16. Une petite rose pour la Saint-Valentin, tout simplement…

15. Certains jours, mine de rien, sans même s'en rendre compte, on s'attaque à carrément plus fort que soi. Il m'a fallu une bonne heure pour réussir à poster cette photo (moins j'y arrivais et
plus je me disais que c'était celle-ci et pas une autre que je mettrais aujourd'hui !). Impossible de faire passer la photo après un (léger) traitement photoshop. Nous nous contenterons donc de la
version brute, sortie de l'appareil. Le Christ ne voulait-il pas m'accorder le droit de toucher à son image, ou avait-il simplement peur que sa pointure (du 41) ne soit rendue publique ? Ou a-t-il
voulu me punir pour avoir fini le jeu vidéo "Da Vinci Code" ? Allez, sans rancune…

14. Il fait gris sur Paris et les tentes des SDF sont toujours là, sur les rives du canal Saint-Martin. Serait-elles entrées dans notre quotidien ? En tous cas, il semble bien que les problèmes de
ces "habitants" du quai de Jemmapes ne trouvent plus leur place dans le débat pré-électoral. A suivre.

13. Pour ma treizième photo (bonheur ou malheur ?), le sujet s'imposait de lui-même… Comme 650 de mes confrères, j'étais ce dimanche à Villepinte pour le grand meeting de Ségolène Royal. Ce qui est
bien avec les meetings, c'est que photographiquement, il y a moyen de tenter des choses. Les discours sont longs, les gens bien en place et la lumière intéressante. Voilà mes préférées des 349
clichés ramenés cet après-midi… J'ouvre en effet à cette occasion, comme promis dernièrement, mon premier
album photo. D'autres sont
déjà en préparation.

12. Photo prise le 29 janvier 2004 lors d'un gala de gymnastique France-Russie. La hauteur de ses rebonds était impressionnante, et voir dans les tribunes toutes ces têtes faire un mouvement synchronisé de haut en bas me donnait encore plus cette impression d'envol. Vu de si près, c'est vraiment du sport !
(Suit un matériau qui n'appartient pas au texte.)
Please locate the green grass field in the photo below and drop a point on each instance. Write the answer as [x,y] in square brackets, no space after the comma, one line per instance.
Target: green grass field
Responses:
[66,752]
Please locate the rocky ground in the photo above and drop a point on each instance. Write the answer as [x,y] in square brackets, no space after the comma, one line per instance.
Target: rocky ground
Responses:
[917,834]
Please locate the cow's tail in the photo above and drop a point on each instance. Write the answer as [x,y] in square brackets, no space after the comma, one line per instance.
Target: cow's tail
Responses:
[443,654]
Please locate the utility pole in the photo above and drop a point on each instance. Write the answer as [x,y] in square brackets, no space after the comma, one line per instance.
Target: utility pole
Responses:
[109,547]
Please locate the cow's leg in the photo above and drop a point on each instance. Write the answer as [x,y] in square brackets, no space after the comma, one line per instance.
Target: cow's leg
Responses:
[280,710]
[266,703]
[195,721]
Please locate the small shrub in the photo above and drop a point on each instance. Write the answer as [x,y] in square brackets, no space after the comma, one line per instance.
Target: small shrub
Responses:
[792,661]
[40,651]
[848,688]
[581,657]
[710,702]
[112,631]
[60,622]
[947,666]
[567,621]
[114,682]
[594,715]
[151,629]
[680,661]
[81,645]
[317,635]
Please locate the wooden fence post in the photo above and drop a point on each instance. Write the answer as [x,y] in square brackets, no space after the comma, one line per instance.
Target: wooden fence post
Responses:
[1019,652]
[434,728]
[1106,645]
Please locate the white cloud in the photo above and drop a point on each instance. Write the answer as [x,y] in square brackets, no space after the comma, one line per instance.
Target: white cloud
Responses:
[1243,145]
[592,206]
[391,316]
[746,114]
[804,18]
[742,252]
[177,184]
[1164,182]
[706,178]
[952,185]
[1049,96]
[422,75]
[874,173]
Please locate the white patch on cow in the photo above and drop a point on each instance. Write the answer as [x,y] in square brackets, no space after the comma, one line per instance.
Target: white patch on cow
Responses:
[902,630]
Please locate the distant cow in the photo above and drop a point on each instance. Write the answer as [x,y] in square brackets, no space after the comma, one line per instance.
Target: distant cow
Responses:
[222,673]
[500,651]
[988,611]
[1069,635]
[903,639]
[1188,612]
11. Déambuler dans le souk de Marrakech en essayant de rester concentré sur la photo n'est pas de tout repos. Plutôt du genre à sourire et à acheter un peu tout ce qui m'est proposé, je suis
reparti photographiquement déçu de la médina, où je n'ai pas réussi à shooter comme je le voulais. Dans la boite j'ai tout de même trouvé quelques fiertés, dont ce cliché plein de vie. Ouf.

10. Une photo improvisée du carroussel des halles, à Paris, prise un soir de décembre 2006… Comme pour
le Soudeur, l'idée était de
"nettoyer" la photo en créant un noir ambiant qui ne correspond pas à la lumière réelle.

9. Le (prenez votre souffle) Ministre de l'Intérieur et de l'Aménagement du territoire, président de l'UMP, président du conseil général des Hauts-de-Seine et candidat à l'élection présidentielle
(reprenez votre souffle) serait-il allé jusqu'à imposer des messages subliminaux aux Parisiens jusque dans les couloirs du métro? En tous cas, il y a parfois de quoi être hypnotisé…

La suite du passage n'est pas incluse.